I love education, and I've dedicated my life to learning. But I must constantly remind myself that learning should never become an end in itself. The goal of all learning is obedience to God's Word, thus giving glory to his name.
The Hebrew word for obey means "to hear." To truly hear God's Words implies obedience, as opposed to simply receiving information. James writes, "Do not merely listen to the word and so deceive yourselves. Do what it says" (James 1:22). The Greek phrase for obey literally means to "hear under." The idea of obedience in the New Testament is a hearing that takes place under the authority or influence of the speaker, thus leading to compliance with what is being taught.
Jesus asked that his disciples "hear him" to the point of complying with his requests. Often the disciples didn't understand Christ's words or teaching. They failed to grasp the meaning of Christ's death on the cross (Matthew 16:22), their own place in the kingdom (Mark 9:33–37), and the need for humble service to others (Matthew 20:24). They lacked the finesse and education that characterized the elite of their day.
Yet Jesus must have noticed their humble commitment to trust and obey his teachings once they did understand. That's why he chose them to follow him.
Jesus never exalted knowledge as an end in itself. In fact, he and his disciples bypassed seminary. They failed to meet the educational and ecclesiastical requirements that would have credentialed them to be priests within Judaism. The early Christian movement exploded and developed without regard to any set-apart priesthood or formal standard of education.
The amount of knowledge the disciples possessed was far less important than what they did with that knowledge. It seemed that Jesus worked under this premise: Additional knowledge is given as a result of obedience to present biblical truth.
How can we put this truth into practice in the 21st century? How can we emphasize teaching that leads to biblical obedience rather than just knowledge for its own sake? Let me suggest two action steps.

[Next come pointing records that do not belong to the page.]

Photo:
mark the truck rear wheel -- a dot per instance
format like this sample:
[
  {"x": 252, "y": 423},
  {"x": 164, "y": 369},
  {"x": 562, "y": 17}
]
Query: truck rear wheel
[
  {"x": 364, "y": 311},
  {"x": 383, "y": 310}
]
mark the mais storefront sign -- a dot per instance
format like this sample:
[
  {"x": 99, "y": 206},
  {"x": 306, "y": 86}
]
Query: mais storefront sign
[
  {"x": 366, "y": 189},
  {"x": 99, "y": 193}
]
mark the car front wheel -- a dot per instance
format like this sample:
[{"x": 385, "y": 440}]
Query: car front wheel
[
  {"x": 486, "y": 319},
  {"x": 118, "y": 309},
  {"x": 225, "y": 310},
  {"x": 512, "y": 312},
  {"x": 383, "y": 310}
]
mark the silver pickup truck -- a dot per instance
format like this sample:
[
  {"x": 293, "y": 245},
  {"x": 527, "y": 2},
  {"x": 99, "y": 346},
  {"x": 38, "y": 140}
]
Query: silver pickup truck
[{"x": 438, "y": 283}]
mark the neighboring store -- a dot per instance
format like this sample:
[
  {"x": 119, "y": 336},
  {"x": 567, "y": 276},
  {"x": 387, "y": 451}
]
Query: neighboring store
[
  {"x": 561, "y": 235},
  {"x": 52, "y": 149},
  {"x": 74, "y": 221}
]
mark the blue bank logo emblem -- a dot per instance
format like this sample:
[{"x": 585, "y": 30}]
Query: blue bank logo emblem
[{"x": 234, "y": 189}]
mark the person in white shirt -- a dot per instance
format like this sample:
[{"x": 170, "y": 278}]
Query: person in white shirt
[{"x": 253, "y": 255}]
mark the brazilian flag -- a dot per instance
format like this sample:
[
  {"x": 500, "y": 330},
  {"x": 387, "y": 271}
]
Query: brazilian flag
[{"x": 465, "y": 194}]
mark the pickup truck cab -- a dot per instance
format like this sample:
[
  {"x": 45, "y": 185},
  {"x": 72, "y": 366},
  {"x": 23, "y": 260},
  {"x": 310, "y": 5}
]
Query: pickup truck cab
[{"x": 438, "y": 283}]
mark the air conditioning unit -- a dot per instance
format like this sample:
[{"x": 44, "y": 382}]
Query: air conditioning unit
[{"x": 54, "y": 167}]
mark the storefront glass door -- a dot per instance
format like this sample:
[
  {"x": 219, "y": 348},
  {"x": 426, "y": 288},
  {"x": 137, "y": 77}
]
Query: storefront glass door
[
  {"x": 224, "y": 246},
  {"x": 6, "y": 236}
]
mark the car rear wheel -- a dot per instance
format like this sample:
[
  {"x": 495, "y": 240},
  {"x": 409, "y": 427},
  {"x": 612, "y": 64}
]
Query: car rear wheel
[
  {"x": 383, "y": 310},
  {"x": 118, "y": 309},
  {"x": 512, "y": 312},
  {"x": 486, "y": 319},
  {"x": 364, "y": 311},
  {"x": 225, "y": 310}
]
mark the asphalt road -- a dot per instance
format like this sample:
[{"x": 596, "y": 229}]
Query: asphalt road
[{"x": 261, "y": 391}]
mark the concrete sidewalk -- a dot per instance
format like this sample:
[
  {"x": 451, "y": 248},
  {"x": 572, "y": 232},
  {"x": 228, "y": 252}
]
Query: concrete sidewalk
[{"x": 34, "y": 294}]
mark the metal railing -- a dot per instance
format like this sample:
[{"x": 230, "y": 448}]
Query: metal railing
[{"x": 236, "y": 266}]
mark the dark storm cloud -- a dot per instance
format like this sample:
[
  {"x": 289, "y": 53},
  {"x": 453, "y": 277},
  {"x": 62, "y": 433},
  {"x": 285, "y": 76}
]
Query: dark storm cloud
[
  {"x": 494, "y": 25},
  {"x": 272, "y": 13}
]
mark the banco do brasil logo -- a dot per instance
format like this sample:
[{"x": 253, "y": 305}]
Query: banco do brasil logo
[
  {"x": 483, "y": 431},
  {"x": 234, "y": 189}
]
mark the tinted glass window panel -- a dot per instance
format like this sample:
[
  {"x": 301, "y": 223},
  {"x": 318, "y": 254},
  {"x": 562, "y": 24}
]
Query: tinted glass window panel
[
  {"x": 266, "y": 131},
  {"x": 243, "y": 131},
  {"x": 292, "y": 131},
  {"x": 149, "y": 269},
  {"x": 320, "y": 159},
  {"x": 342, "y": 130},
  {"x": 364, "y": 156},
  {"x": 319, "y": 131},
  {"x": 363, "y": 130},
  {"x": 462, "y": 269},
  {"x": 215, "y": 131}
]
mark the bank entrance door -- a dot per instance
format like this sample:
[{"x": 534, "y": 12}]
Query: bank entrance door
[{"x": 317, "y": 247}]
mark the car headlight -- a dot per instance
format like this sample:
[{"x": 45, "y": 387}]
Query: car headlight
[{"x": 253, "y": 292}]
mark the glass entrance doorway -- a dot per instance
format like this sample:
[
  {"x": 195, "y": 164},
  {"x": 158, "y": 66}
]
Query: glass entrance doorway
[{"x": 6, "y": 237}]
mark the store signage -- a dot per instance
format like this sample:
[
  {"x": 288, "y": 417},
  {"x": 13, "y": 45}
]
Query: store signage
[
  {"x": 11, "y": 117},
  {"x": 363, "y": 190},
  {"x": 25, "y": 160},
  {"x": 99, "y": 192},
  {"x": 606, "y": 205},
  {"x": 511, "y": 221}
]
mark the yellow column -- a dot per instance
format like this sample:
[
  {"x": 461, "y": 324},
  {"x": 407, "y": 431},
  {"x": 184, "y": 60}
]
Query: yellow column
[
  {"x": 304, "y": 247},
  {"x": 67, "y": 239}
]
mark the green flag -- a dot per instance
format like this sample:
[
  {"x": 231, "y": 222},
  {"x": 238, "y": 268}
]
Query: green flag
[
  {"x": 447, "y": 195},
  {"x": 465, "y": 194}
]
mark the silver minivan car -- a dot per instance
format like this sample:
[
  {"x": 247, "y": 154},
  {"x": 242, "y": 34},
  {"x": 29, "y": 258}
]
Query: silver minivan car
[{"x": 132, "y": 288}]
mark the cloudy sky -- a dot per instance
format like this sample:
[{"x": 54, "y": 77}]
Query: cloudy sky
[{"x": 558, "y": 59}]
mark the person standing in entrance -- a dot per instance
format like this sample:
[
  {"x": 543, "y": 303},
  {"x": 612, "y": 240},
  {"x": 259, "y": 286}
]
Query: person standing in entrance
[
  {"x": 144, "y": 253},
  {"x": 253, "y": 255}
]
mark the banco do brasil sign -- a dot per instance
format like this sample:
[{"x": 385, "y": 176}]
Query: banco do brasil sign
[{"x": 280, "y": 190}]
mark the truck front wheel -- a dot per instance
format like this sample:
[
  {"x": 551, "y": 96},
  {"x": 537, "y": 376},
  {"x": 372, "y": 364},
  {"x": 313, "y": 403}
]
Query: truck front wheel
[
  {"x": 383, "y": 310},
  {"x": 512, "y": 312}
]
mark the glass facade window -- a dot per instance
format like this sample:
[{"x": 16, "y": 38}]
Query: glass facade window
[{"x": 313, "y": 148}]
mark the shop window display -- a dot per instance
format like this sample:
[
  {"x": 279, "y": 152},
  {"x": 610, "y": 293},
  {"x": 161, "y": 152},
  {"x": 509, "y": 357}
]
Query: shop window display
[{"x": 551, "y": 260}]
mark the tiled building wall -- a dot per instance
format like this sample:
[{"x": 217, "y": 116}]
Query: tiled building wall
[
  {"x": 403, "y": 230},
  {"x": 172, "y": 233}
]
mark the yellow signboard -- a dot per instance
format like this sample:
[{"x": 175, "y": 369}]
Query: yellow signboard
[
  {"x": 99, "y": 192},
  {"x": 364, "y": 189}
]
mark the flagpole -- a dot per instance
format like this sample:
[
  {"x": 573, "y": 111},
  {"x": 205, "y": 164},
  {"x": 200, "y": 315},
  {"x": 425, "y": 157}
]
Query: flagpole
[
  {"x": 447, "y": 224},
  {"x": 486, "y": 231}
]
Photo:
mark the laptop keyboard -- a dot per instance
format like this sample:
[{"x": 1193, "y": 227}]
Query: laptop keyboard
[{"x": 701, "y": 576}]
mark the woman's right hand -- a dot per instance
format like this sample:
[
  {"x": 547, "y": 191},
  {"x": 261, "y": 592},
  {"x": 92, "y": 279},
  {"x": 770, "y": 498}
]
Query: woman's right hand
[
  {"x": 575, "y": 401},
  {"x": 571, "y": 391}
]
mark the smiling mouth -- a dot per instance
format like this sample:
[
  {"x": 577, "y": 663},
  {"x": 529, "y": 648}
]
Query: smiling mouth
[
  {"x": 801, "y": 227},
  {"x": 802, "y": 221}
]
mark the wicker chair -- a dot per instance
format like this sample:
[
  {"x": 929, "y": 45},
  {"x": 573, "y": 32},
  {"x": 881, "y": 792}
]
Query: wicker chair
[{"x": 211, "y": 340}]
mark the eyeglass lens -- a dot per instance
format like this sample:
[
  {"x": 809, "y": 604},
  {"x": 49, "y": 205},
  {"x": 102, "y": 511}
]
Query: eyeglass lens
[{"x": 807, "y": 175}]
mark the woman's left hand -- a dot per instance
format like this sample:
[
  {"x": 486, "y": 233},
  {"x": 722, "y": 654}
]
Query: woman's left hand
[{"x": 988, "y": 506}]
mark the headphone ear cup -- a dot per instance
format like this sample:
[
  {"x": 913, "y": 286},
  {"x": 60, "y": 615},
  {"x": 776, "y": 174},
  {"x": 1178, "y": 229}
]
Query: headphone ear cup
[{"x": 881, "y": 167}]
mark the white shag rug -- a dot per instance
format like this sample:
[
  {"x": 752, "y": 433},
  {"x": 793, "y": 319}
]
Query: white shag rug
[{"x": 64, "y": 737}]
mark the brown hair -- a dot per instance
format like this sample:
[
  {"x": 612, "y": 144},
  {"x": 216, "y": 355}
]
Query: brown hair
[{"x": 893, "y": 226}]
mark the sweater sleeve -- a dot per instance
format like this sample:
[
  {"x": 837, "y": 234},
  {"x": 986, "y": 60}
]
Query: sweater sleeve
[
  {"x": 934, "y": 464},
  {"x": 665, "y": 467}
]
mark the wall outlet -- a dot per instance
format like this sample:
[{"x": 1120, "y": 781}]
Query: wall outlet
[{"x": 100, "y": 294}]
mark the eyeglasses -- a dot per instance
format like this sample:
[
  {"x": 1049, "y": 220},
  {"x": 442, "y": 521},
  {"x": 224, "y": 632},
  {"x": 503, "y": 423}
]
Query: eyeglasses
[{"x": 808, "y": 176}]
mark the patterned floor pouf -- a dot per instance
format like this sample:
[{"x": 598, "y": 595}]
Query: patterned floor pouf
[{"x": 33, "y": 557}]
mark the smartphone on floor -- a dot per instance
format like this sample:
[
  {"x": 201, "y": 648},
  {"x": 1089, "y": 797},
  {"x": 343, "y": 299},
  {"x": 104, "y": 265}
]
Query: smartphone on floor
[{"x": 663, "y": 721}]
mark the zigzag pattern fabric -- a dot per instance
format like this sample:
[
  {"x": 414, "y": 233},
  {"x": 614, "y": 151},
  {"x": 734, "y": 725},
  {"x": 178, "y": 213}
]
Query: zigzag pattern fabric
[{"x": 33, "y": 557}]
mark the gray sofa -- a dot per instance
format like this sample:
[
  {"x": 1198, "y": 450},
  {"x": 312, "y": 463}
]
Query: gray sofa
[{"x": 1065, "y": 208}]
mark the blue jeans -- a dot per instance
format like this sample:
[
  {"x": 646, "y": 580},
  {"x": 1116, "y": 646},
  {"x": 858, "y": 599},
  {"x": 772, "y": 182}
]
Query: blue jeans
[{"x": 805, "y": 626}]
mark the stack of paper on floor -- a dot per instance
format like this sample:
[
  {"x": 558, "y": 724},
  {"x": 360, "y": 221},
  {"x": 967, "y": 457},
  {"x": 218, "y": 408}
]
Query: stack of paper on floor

Combine Teaching Information with Practical Application
This is called the problem solving method of learning. This methodology applies knowledge to areas of immediate need. The sequence for this method is: assign, do, and teach.
First, there is an assignment that requires involvement (e.g., boot-up the computer, open a document, write a letter, save it, and turn off the computer). Then there is feedback, new knowledge, and another assignment. Jesus applied this methodology by often using the following four steps with his disciples:
- I do; you watch
- I do; you assist
- You do; I assist
- You do; I watch
If you're a cell leader, allow your intern to watch you perform a ministry task. Then explain what you did and why you did it. Next, observe the intern as he or she does the same thing and objectively explain strengths and weaknesses that you observed. You must provide remedial activity to strengthen the weaknesses. More and more, you must turn the task over to the intern, while you withdraw. You must remain a close friend while at the same time treating the intern as your equal.
This sequence is the key to maintaining a teaching that that leads to biblical obedience, rather than just knowledge. When obedience is not required, or when the teaching is not placed into practice, mere information is the result.
Monitor the Practical Application
For one year now, I've been preparing two leaders in my cell group to lead their own groups. In January, Janet and Fabian began receiving personal training from me. At the same time, they took baby steps in leading parts of my cell group—first the icebreaker, then worship, then vision casting, and finally they took turns leading the entire lesson.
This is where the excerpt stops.